Maybe the depletion of validation is not lost in these passages, which in its core seek validation, because why else would it have been created? Why else would it be deemed to share? Maybe all works of art, no matter how selfless or egoless they are, have validation in its center. Human acceptance in its crust. It’s strange to think that so much of art is an independent filtration that ultimately depends on the connection to the masses. That its prosperity, despite being harvest for lifetimes or centuries by limited souls, must be validated and cherished in the end. It must be authentic but universal. Very “you” but also very “we.”
Pain is when you realize what you want most in the world is devoured everyday by what needs to be done. It’s the balance of dream and practicality, where dream inevitably takes the back seat, moving further and further away until its wound tight, rag-mouthed, in the back of a trunk. And when you tell someone in a panic what you should do with this breathing thing, on its last breath, they shrug and show you all the casted bodies of dreams they took care of many years ago. Because that was the right thing to do. The intelligent one. Pain comes with the bleak awareness of how with each passing day you are not creating, you lose a creative spark within you. You lose something you never saw, will never remember. A name lost and formless. That as you consume the music of someone else’s work on your way to your job, it’s a time and space that will never be back again. It reminds you of what you’re not doing, creating art. It becomes an act of self-sabotage in this way, where any consumption of art is a dark reminder of your lacking. Your frostbite. That this condition you are in, with its own pulses and auras, will never be able to express itself. It will never be able to speak. And tomorrow you are forced to do it again, and again, preferably for the next fifty years, with the expectation that you will not only do so with a smile across your face but with an immense gratitude, for all of the vitality it brought you. All of the many ways it let you live your life, absorb your hobbies. All of the ways it let you create.

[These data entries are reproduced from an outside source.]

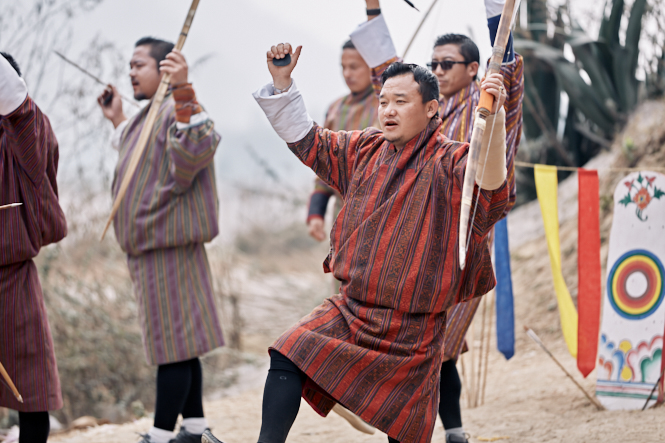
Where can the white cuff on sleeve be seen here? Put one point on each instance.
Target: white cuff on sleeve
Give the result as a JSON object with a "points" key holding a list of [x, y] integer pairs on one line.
{"points": [[494, 7], [286, 112], [373, 41], [194, 120], [13, 89], [116, 137]]}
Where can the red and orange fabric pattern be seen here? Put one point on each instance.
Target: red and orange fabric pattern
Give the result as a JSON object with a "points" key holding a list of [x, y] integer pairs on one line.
{"points": [[353, 112], [457, 113], [376, 347]]}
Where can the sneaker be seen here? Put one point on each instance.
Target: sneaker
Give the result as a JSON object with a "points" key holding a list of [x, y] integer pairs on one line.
{"points": [[353, 419], [145, 438], [187, 437], [207, 437], [457, 439]]}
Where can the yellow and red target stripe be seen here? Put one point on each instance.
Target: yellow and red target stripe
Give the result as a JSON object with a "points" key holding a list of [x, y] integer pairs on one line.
{"points": [[635, 284]]}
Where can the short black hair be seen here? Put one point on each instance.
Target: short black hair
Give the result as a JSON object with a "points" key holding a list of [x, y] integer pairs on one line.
{"points": [[159, 49], [12, 62], [467, 47], [427, 81]]}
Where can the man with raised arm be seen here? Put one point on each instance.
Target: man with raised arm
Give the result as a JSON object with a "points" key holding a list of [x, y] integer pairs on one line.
{"points": [[28, 168], [355, 111], [169, 212], [376, 348], [455, 62]]}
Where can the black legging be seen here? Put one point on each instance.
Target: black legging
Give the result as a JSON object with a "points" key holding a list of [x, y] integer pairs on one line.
{"points": [[281, 399], [179, 391], [33, 427], [450, 391]]}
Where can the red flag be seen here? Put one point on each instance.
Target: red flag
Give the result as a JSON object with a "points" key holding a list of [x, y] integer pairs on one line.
{"points": [[588, 271]]}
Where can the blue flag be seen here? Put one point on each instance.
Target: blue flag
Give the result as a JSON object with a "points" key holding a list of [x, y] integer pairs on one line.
{"points": [[505, 315]]}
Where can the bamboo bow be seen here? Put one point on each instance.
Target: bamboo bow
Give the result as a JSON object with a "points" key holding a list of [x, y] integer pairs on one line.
{"points": [[482, 112], [142, 142], [11, 205], [8, 381]]}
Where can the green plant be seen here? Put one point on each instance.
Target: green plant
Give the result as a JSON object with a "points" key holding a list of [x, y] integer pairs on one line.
{"points": [[601, 81]]}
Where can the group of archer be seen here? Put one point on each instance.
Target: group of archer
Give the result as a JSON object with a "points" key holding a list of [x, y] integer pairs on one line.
{"points": [[383, 349]]}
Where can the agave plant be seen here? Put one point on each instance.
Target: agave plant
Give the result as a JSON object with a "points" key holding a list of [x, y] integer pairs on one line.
{"points": [[600, 82]]}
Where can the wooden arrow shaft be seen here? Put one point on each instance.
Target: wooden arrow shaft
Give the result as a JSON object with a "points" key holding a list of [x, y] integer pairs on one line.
{"points": [[422, 22], [146, 131], [11, 205], [483, 111], [10, 383]]}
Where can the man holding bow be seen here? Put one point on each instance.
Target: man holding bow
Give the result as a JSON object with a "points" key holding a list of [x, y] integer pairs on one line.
{"points": [[455, 62], [376, 348]]}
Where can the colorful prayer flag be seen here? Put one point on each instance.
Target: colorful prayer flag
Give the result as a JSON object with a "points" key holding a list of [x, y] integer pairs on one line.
{"points": [[588, 271], [505, 315], [546, 188]]}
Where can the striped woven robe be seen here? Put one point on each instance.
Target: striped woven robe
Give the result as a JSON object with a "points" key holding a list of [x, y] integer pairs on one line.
{"points": [[457, 113], [375, 348], [169, 212], [28, 167], [349, 113]]}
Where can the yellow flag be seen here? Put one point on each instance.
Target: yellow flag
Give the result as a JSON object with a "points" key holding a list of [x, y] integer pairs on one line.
{"points": [[546, 187]]}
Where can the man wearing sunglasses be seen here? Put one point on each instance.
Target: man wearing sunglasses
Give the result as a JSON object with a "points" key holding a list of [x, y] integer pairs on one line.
{"points": [[455, 62]]}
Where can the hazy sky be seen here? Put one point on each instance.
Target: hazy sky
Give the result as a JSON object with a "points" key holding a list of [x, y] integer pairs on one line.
{"points": [[237, 34]]}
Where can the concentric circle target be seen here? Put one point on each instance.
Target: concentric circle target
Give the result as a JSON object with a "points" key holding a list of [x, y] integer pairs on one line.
{"points": [[635, 284]]}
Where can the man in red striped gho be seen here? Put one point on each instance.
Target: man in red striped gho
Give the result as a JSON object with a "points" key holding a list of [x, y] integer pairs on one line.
{"points": [[376, 348], [28, 168], [455, 62]]}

I have no advice to offer. I only wonder how long I will stay in this space, if I will ever find an escape at all. It continues to be a struggle to look at myself with respect, to full-heartedly agree I am a creative, when so much is tied to outcome. Possession. You would think after all this suffering and isolation I would walk away, hands up in the air. But I can’t find myself to do that. It would hurt even more. Some may call this a calling. But it’s another thing I can’t point to or name, that feels so intertwined with stubbornness and delusion. So intertwined with myself.
As disheartening as it is, I know I am probably not alone. I can feel it in the eyes that dance across me, searching for prosperous dreams sitting in the passenger seat, finding solace in a woman who found the time to write on a Sunday morning.
In this space where we discover that creative redemption, heroically, lives in the lost lens of aching spirits.